The Cabinet listened in silence until the President was finished. Then, they spoke in favor or against. Secretary of War Stanton and Attorney General Bates were in favor of enacting the proposal immediately. Secretary of the Navy Welles and Secretary of the Interior Caleb Smith kept silent, daunted by the magnitude of the proposal. Postmaster Blair gave a vigorous dissent, and asked to file his objections in writing. Surprisingly, Secretary of the Treasury Chase, who was a staunch abolitionist, argued that it was "a measure of great danger" and might lead to "depredation and massacre on the one hand, and support to the insurrection on the other." Nonetheless, he was willing to support it if the alternative was doing nothing.

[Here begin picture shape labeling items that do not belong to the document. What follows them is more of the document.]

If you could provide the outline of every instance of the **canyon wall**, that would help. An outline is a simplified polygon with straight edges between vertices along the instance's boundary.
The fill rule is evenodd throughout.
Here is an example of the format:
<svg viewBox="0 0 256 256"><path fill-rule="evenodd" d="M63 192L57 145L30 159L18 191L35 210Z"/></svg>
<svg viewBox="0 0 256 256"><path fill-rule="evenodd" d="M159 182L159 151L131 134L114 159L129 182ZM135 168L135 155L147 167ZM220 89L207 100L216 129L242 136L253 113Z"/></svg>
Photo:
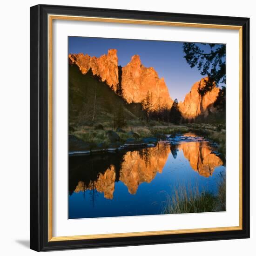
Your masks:
<svg viewBox="0 0 256 256"><path fill-rule="evenodd" d="M180 110L184 118L191 119L201 115L207 116L209 111L216 111L213 103L220 89L215 85L212 89L203 96L198 92L198 89L203 88L208 81L208 78L205 77L195 83L190 91L185 97L184 101L179 103Z"/></svg>
<svg viewBox="0 0 256 256"><path fill-rule="evenodd" d="M109 49L107 54L99 58L88 54L70 54L69 63L76 65L83 74L91 69L93 74L98 75L103 81L116 91L119 82L122 88L123 96L128 103L141 102L148 93L152 96L152 108L157 110L160 107L170 108L173 100L170 96L163 78L160 78L152 67L146 67L141 63L140 56L135 55L131 61L121 68L119 77L118 58L117 50ZM183 102L178 106L184 118L191 120L203 115L207 116L209 111L216 111L213 106L220 89L214 86L213 89L202 96L198 89L205 86L208 78L202 78L195 82ZM178 85L177 85L178 86Z"/></svg>
<svg viewBox="0 0 256 256"><path fill-rule="evenodd" d="M118 83L118 58L116 53L116 49L110 49L107 54L99 58L80 53L70 54L68 59L69 63L76 64L82 74L86 74L91 68L94 75L99 76L102 81L116 90Z"/></svg>
<svg viewBox="0 0 256 256"><path fill-rule="evenodd" d="M153 109L157 109L159 104L167 104L168 108L172 105L163 78L159 78L153 67L144 67L138 55L133 56L122 68L121 81L124 97L128 103L141 102L148 92Z"/></svg>

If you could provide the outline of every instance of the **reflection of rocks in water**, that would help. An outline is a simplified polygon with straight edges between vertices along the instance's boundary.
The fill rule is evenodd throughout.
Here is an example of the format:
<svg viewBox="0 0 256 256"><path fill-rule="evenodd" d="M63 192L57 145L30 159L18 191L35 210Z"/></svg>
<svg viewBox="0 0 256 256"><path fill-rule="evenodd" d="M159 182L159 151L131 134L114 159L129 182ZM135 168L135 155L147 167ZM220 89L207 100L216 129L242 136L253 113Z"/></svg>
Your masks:
<svg viewBox="0 0 256 256"><path fill-rule="evenodd" d="M135 194L140 184L150 182L157 172L162 172L169 153L169 145L164 143L127 152L123 157L119 180L130 194Z"/></svg>
<svg viewBox="0 0 256 256"><path fill-rule="evenodd" d="M177 145L175 144L171 144L170 149L173 158L175 159L176 159L176 157L177 157L177 155L178 154L178 151L179 151L179 148Z"/></svg>
<svg viewBox="0 0 256 256"><path fill-rule="evenodd" d="M108 199L113 199L115 190L115 172L114 165L111 165L104 174L100 174L96 181L91 181L88 186L83 182L80 181L74 192L78 193L86 190L96 189L98 192L104 193L104 196Z"/></svg>
<svg viewBox="0 0 256 256"><path fill-rule="evenodd" d="M207 141L182 143L179 148L183 152L192 169L204 177L212 175L216 167L223 164L214 154Z"/></svg>
<svg viewBox="0 0 256 256"><path fill-rule="evenodd" d="M176 136L174 144L161 143L155 148L70 157L70 194L89 190L94 202L97 192L112 199L115 182L119 181L135 194L140 184L150 183L162 172L170 153L176 159L180 149L193 170L204 177L211 176L215 168L222 164L222 160L211 153L207 141L192 134L185 135L179 141Z"/></svg>
<svg viewBox="0 0 256 256"><path fill-rule="evenodd" d="M94 156L92 156L91 159L85 158L83 164L80 167L84 167L83 171L78 174L76 186L73 190L70 190L70 193L73 191L78 193L95 189L97 192L104 193L106 198L112 199L115 182L121 181L127 187L130 194L135 194L140 184L150 182L157 172L162 173L169 153L169 144L162 143L158 144L155 148L125 152L123 155L106 154L104 160L97 156L95 156L94 160ZM115 159L113 156L115 156ZM116 164L114 163L114 160ZM101 171L102 165L102 171ZM73 175L76 177L75 175L77 171L70 171L70 175L72 174L72 171L74 173ZM94 171L97 173L96 175L93 175ZM84 179L81 178L81 174L83 175ZM70 189L70 185L69 187Z"/></svg>
<svg viewBox="0 0 256 256"><path fill-rule="evenodd" d="M105 173L108 170L109 170L108 172L108 174L106 176L105 179L108 181L114 180L114 182L118 181L123 155L123 153L119 152L115 154L80 155L69 157L69 194L71 195L73 192L78 192L80 188L84 188L83 190L81 189L80 191L85 191L91 186L92 184L94 184L94 182L98 181L100 177L103 182L102 177L105 175ZM110 178L110 174L113 172L115 173L115 179L114 175L112 176L111 178ZM80 182L82 182L83 185L81 184L79 186ZM105 184L109 184L108 182L106 182ZM103 183L101 183L101 184L102 186Z"/></svg>

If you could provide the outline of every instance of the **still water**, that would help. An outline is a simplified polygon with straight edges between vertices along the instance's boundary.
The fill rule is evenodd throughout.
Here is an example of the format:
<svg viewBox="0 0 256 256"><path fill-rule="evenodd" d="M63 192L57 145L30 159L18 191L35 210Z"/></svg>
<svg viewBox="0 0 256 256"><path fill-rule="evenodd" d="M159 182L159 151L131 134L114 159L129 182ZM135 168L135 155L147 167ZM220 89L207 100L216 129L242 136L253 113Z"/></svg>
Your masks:
<svg viewBox="0 0 256 256"><path fill-rule="evenodd" d="M69 156L69 218L161 214L178 185L216 194L225 167L192 134L155 147Z"/></svg>

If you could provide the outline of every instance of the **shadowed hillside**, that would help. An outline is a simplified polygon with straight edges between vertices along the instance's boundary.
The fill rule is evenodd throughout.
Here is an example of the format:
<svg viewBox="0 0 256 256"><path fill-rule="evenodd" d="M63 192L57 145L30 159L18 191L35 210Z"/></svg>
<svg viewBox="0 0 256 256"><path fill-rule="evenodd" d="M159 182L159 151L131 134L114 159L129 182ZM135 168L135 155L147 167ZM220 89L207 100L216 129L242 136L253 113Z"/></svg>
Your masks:
<svg viewBox="0 0 256 256"><path fill-rule="evenodd" d="M126 119L136 119L126 101L91 70L82 74L76 65L69 65L69 123L93 125L111 122L115 111L123 108Z"/></svg>

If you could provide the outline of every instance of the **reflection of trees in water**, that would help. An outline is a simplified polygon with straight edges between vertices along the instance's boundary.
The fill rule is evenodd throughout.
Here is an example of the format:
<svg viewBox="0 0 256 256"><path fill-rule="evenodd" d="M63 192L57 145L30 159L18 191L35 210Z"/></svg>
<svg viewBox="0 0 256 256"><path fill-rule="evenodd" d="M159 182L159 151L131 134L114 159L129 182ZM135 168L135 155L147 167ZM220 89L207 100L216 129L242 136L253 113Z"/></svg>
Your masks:
<svg viewBox="0 0 256 256"><path fill-rule="evenodd" d="M175 159L176 159L177 157L177 155L178 154L178 151L179 151L179 148L177 145L171 144L170 146L170 148L171 149L171 152L172 153L172 156Z"/></svg>
<svg viewBox="0 0 256 256"><path fill-rule="evenodd" d="M121 181L130 194L136 193L143 182L150 183L161 173L171 152L175 159L182 149L191 167L205 177L212 175L215 167L222 164L205 142L182 142L179 145L159 143L155 148L129 151L80 156L69 158L69 194L90 190L94 205L99 193L112 199L115 182Z"/></svg>
<svg viewBox="0 0 256 256"><path fill-rule="evenodd" d="M142 160L143 160L146 165L146 167L148 167L148 164L150 165L150 151L151 148L141 148L139 150L139 155Z"/></svg>

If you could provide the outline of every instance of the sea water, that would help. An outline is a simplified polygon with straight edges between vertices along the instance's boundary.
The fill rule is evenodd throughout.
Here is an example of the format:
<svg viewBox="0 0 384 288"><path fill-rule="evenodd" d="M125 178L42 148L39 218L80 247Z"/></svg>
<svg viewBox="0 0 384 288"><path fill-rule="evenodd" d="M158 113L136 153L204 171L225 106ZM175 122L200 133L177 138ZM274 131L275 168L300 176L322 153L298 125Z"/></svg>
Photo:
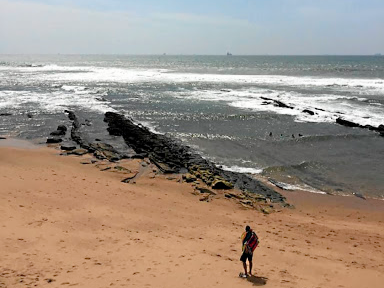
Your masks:
<svg viewBox="0 0 384 288"><path fill-rule="evenodd" d="M384 137L335 123L384 124L384 57L0 55L1 134L44 138L65 109L94 138L115 111L224 169L384 198Z"/></svg>

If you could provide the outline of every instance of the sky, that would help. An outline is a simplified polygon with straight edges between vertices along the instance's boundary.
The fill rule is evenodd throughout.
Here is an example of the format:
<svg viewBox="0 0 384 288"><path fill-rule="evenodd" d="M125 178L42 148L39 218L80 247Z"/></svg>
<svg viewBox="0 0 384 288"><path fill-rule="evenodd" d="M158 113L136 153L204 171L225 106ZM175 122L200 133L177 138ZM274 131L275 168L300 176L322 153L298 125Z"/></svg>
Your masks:
<svg viewBox="0 0 384 288"><path fill-rule="evenodd" d="M0 54L384 54L383 0L0 0Z"/></svg>

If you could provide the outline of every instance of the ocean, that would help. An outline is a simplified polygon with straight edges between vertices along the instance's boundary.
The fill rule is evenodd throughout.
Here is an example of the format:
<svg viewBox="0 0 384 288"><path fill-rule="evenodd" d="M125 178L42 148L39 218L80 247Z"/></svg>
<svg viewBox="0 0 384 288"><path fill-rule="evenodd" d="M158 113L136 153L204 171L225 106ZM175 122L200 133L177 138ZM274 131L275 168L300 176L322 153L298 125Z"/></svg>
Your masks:
<svg viewBox="0 0 384 288"><path fill-rule="evenodd" d="M384 199L384 137L336 124L384 124L384 57L0 55L0 135L44 143L65 109L122 150L107 111L224 169Z"/></svg>

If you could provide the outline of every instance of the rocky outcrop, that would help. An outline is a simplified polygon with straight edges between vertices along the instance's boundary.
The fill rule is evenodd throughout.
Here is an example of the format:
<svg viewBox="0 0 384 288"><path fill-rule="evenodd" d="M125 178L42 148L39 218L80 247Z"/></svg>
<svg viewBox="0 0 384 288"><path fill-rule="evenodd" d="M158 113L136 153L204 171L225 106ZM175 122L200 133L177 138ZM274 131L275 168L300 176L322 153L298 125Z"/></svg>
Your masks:
<svg viewBox="0 0 384 288"><path fill-rule="evenodd" d="M289 108L289 109L293 109L294 107L292 107L292 106L289 106L289 105L287 105L287 104L285 104L285 103L283 103L283 102L281 102L281 101L279 101L279 100L275 100L275 99L272 99L272 98L268 98L268 97L260 97L261 99L263 99L263 100L267 100L267 101L272 101L272 102L269 102L269 103L274 103L274 105L276 106L276 107L281 107L281 108ZM265 104L269 104L268 102L264 102Z"/></svg>
<svg viewBox="0 0 384 288"><path fill-rule="evenodd" d="M61 138L52 137L52 138L48 138L46 143L47 144L56 144L56 143L60 143L62 141L63 141L63 139L61 139Z"/></svg>
<svg viewBox="0 0 384 288"><path fill-rule="evenodd" d="M64 125L59 125L56 131L50 133L51 136L65 136L67 133L67 127Z"/></svg>
<svg viewBox="0 0 384 288"><path fill-rule="evenodd" d="M263 195L272 202L284 202L285 198L249 175L225 171L207 161L190 147L150 132L146 127L135 124L132 119L107 112L104 121L108 123L110 135L122 136L125 143L138 154L147 154L150 161L164 173L187 173L189 179L201 179L216 189L238 188L245 192Z"/></svg>
<svg viewBox="0 0 384 288"><path fill-rule="evenodd" d="M342 118L337 118L336 123L346 126L346 127L353 127L353 128L363 128L363 129L369 129L372 131L376 131L380 134L380 136L384 137L384 125L379 125L378 127L374 127L372 125L360 125L359 123L355 123L352 121L348 121Z"/></svg>
<svg viewBox="0 0 384 288"><path fill-rule="evenodd" d="M68 113L68 118L72 120L72 128L71 128L71 139L76 142L81 149L86 150L87 153L93 153L93 155L98 159L108 159L109 161L118 161L124 158L116 149L114 149L111 145L102 143L102 142L90 142L87 140L87 137L83 135L81 128L82 125L76 114L73 111L65 110L65 113ZM59 126L60 127L60 126ZM58 127L58 130L59 130ZM64 127L60 128L61 130ZM65 127L66 129L66 127ZM76 149L79 150L79 149ZM74 153L76 150L71 151L70 154ZM68 153L67 153L68 154ZM79 155L79 154L76 154ZM82 155L82 152L80 153Z"/></svg>
<svg viewBox="0 0 384 288"><path fill-rule="evenodd" d="M313 111L311 111L309 109L304 109L303 113L307 113L307 114L312 115L312 116L315 115L315 112L313 112Z"/></svg>

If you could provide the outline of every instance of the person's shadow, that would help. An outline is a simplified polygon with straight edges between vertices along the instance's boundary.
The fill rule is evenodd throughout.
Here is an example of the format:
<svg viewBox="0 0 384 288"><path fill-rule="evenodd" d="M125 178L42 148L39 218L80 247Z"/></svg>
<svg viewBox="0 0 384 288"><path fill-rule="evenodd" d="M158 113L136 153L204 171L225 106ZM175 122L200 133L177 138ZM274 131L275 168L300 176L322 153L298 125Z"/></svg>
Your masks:
<svg viewBox="0 0 384 288"><path fill-rule="evenodd" d="M260 276L248 276L247 280L253 284L253 286L264 286L267 284L268 278L266 277L260 277Z"/></svg>

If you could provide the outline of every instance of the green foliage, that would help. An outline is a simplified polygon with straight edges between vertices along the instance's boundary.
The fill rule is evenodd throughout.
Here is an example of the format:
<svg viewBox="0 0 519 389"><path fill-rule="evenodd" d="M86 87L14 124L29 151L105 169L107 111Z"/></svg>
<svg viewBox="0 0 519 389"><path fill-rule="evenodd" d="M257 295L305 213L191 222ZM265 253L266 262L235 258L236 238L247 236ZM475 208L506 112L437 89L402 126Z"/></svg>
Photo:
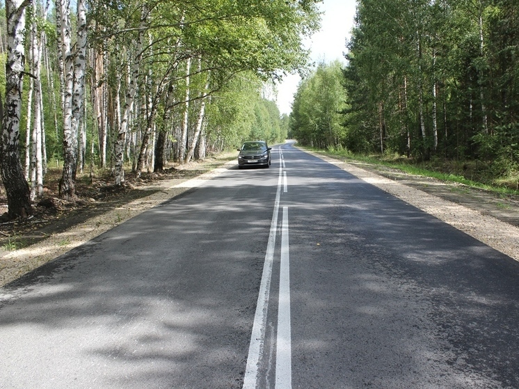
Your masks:
<svg viewBox="0 0 519 389"><path fill-rule="evenodd" d="M344 109L344 90L338 61L321 63L300 84L290 114L291 136L303 145L336 147L344 141L341 125Z"/></svg>
<svg viewBox="0 0 519 389"><path fill-rule="evenodd" d="M359 1L344 145L517 169L518 24L513 0Z"/></svg>

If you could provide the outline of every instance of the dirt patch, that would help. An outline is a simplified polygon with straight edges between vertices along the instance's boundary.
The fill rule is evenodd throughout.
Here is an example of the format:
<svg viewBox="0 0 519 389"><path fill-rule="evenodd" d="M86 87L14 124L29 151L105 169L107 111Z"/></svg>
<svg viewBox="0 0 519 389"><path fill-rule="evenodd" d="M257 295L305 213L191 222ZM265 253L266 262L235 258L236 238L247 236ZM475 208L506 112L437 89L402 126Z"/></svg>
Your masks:
<svg viewBox="0 0 519 389"><path fill-rule="evenodd" d="M519 227L519 196L502 195L462 184L410 175L387 166L350 160L347 163Z"/></svg>
<svg viewBox="0 0 519 389"><path fill-rule="evenodd" d="M350 160L344 164L319 157L374 184L380 184L388 193L519 260L519 196L500 196L384 166ZM80 182L77 188L79 200L74 203L58 198L58 177L49 181L45 196L35 205L31 219L0 223L0 287L225 171L228 167L223 166L225 164L235 164L234 157L175 166L158 174L144 173L140 178L128 177L122 187L112 185L109 176L92 183ZM379 183L383 178L388 182ZM437 206L439 200L447 205ZM0 209L2 207L0 212L5 212L6 198L0 193Z"/></svg>
<svg viewBox="0 0 519 389"><path fill-rule="evenodd" d="M93 180L85 175L77 182L78 199L74 202L58 198L61 170L54 169L46 176L43 197L33 205L33 214L25 220L7 220L7 198L0 185L0 248L8 251L33 245L53 234L157 193L165 182L178 183L198 177L225 164L228 158L223 156L172 166L160 173L143 173L140 177L127 174L122 186L114 185L109 173Z"/></svg>

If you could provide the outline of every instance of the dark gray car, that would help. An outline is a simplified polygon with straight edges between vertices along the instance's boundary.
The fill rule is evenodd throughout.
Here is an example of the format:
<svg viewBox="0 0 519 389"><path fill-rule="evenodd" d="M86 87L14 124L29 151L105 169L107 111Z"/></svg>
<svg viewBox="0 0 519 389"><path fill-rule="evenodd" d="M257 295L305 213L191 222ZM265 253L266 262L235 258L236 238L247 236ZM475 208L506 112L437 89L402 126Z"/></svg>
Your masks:
<svg viewBox="0 0 519 389"><path fill-rule="evenodd" d="M271 165L271 150L266 142L263 141L249 141L243 142L238 149L238 168L243 166L261 166L268 168Z"/></svg>

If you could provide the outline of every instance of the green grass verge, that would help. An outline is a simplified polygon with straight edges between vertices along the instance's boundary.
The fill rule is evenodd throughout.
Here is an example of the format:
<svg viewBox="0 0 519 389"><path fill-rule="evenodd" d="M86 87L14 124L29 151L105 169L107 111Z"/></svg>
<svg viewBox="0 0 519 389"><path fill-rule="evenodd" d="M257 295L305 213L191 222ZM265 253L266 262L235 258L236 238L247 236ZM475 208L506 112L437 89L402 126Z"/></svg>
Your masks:
<svg viewBox="0 0 519 389"><path fill-rule="evenodd" d="M456 182L472 188L490 191L502 195L519 196L519 191L513 189L519 186L519 177L511 175L509 177L486 177L482 182L468 178L463 175L463 170L472 172L470 166L467 167L468 162L445 161L442 159L429 161L426 164L415 162L412 159L403 158L397 155L362 155L353 154L346 150L330 149L323 150L312 148L302 148L314 152L327 155L334 158L344 159L346 161L356 161L379 166L386 166L397 169L402 172L415 175L430 177L447 182Z"/></svg>

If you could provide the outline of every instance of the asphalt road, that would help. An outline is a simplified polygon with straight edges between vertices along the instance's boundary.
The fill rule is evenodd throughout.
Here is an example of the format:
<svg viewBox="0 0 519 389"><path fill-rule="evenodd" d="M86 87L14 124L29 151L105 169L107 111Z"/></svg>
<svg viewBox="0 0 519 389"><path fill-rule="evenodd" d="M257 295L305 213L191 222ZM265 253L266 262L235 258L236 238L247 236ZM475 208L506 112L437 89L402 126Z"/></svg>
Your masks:
<svg viewBox="0 0 519 389"><path fill-rule="evenodd" d="M0 388L519 388L519 264L272 158L0 289Z"/></svg>

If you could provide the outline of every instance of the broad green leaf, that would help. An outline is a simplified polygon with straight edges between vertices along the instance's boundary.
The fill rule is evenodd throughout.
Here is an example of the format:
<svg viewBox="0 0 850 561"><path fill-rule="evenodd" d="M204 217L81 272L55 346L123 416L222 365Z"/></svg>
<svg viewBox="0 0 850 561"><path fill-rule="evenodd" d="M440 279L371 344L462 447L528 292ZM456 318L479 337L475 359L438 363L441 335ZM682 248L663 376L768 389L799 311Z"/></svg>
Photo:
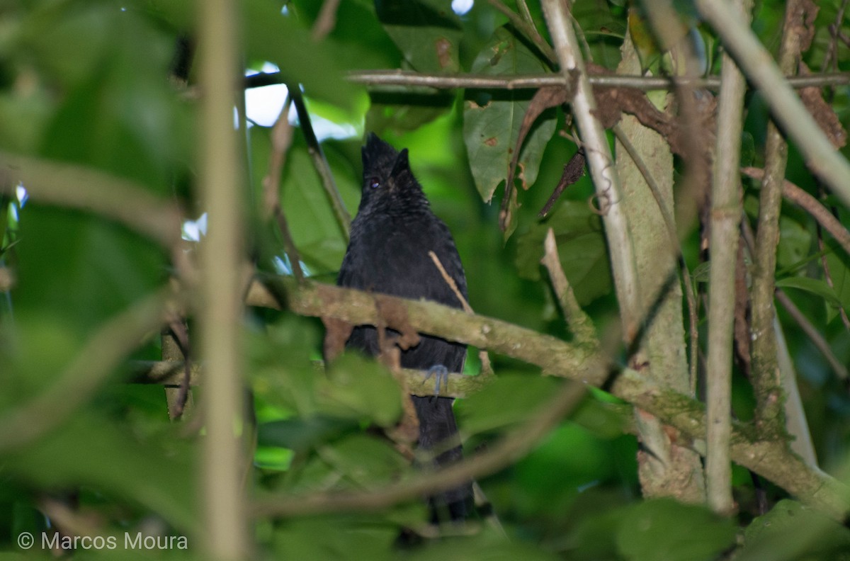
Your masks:
<svg viewBox="0 0 850 561"><path fill-rule="evenodd" d="M513 33L500 27L475 59L472 70L493 76L513 76L540 74L547 71L547 67ZM484 201L493 198L496 187L507 178L507 167L530 101L528 92L467 92L463 139L475 186ZM554 132L555 111L547 110L537 118L520 148L517 178L524 189L537 179L543 150Z"/></svg>
<svg viewBox="0 0 850 561"><path fill-rule="evenodd" d="M6 455L4 470L47 488L88 485L195 530L195 452L185 442L173 444L179 445L139 441L112 420L87 413Z"/></svg>
<svg viewBox="0 0 850 561"><path fill-rule="evenodd" d="M555 233L564 273L579 303L586 304L611 290L608 250L599 217L586 203L564 201L547 219L519 238L516 264L519 275L531 280L541 277L543 240L549 228Z"/></svg>
<svg viewBox="0 0 850 561"><path fill-rule="evenodd" d="M500 372L495 382L463 400L459 422L470 434L510 427L545 406L560 383L533 374Z"/></svg>
<svg viewBox="0 0 850 561"><path fill-rule="evenodd" d="M21 211L17 311L61 318L85 334L167 277L153 242L98 217L27 204Z"/></svg>
<svg viewBox="0 0 850 561"><path fill-rule="evenodd" d="M398 536L395 524L374 515L295 518L275 530L273 547L280 559L389 561L398 558Z"/></svg>
<svg viewBox="0 0 850 561"><path fill-rule="evenodd" d="M420 72L457 72L463 35L450 0L377 0L376 12L405 60Z"/></svg>
<svg viewBox="0 0 850 561"><path fill-rule="evenodd" d="M257 428L257 442L264 446L305 452L358 428L351 419L320 415L303 416L264 422Z"/></svg>
<svg viewBox="0 0 850 561"><path fill-rule="evenodd" d="M842 301L839 299L836 291L826 284L825 280L820 279L811 279L806 276L790 276L776 281L779 288L796 288L804 290L807 292L816 294L826 300L835 308L842 307Z"/></svg>
<svg viewBox="0 0 850 561"><path fill-rule="evenodd" d="M302 84L310 97L353 108L360 88L343 79L339 46L327 37L314 41L310 30L281 14L277 3L250 0L243 10L248 60L277 65L287 83Z"/></svg>
<svg viewBox="0 0 850 561"><path fill-rule="evenodd" d="M823 513L785 499L747 526L745 546L735 558L843 560L848 551L850 530Z"/></svg>
<svg viewBox="0 0 850 561"><path fill-rule="evenodd" d="M317 392L321 411L329 415L388 427L401 414L401 393L393 376L382 365L355 354L334 360Z"/></svg>
<svg viewBox="0 0 850 561"><path fill-rule="evenodd" d="M270 150L269 129L251 128L252 150L259 167L254 171L256 189L267 173L268 150ZM326 156L337 190L343 196L349 214L354 216L360 195L360 180L350 163L325 144ZM261 164L260 162L263 162ZM356 180L355 180L356 179ZM301 259L312 275L336 274L343 262L347 246L342 225L333 213L331 201L299 134L286 153L286 162L280 184L280 206L289 224ZM281 253L282 255L282 248ZM269 267L264 264L264 267Z"/></svg>
<svg viewBox="0 0 850 561"><path fill-rule="evenodd" d="M629 509L615 539L630 561L692 561L715 558L734 543L736 531L731 519L705 507L654 499Z"/></svg>
<svg viewBox="0 0 850 561"><path fill-rule="evenodd" d="M325 446L320 455L359 487L375 487L396 480L409 467L407 460L388 440L364 434L352 434Z"/></svg>
<svg viewBox="0 0 850 561"><path fill-rule="evenodd" d="M309 320L298 316L286 316L262 332L247 332L245 348L255 398L305 417L315 415L317 372L310 358L320 337Z"/></svg>
<svg viewBox="0 0 850 561"><path fill-rule="evenodd" d="M167 81L173 37L135 9L54 3L31 18L20 43L62 82L40 143L44 155L170 191L176 162L190 158L193 133Z"/></svg>

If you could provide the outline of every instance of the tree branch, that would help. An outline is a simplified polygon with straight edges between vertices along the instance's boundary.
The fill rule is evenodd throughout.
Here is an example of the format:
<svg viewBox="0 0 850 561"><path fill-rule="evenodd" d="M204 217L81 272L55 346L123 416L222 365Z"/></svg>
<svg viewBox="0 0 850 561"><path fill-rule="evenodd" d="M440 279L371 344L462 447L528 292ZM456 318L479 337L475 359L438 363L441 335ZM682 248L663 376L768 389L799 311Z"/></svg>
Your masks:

Lastly, Secretary of State Seward gave his opinion. He worried that the proclamation would lead to racial war in the South, and give Britain and France grounds for intervening. However, he was now steadfast in loyalty to Lincoln, and would approve -- except for the timing. "The depression of the public mind, consequent on our repeated reverses, is so great that I fear . . . it may be viewed as the last measure of an exhausted government, a cry for help . . . our last shriek, on the retreat." It would have far more effect if Lincoln waited "until the eagle of victory takes his flight."
As Lincoln would later say, "The wisdom of the view of the Secretary of State struck me with very great force. It was an aspect of the case that, in all my thought upon the subject, I had entirely overlooked. The result was that I put the draft of the proclamation aside . . . waiting for a victory."
But matters would get much worse for the Union before they got better.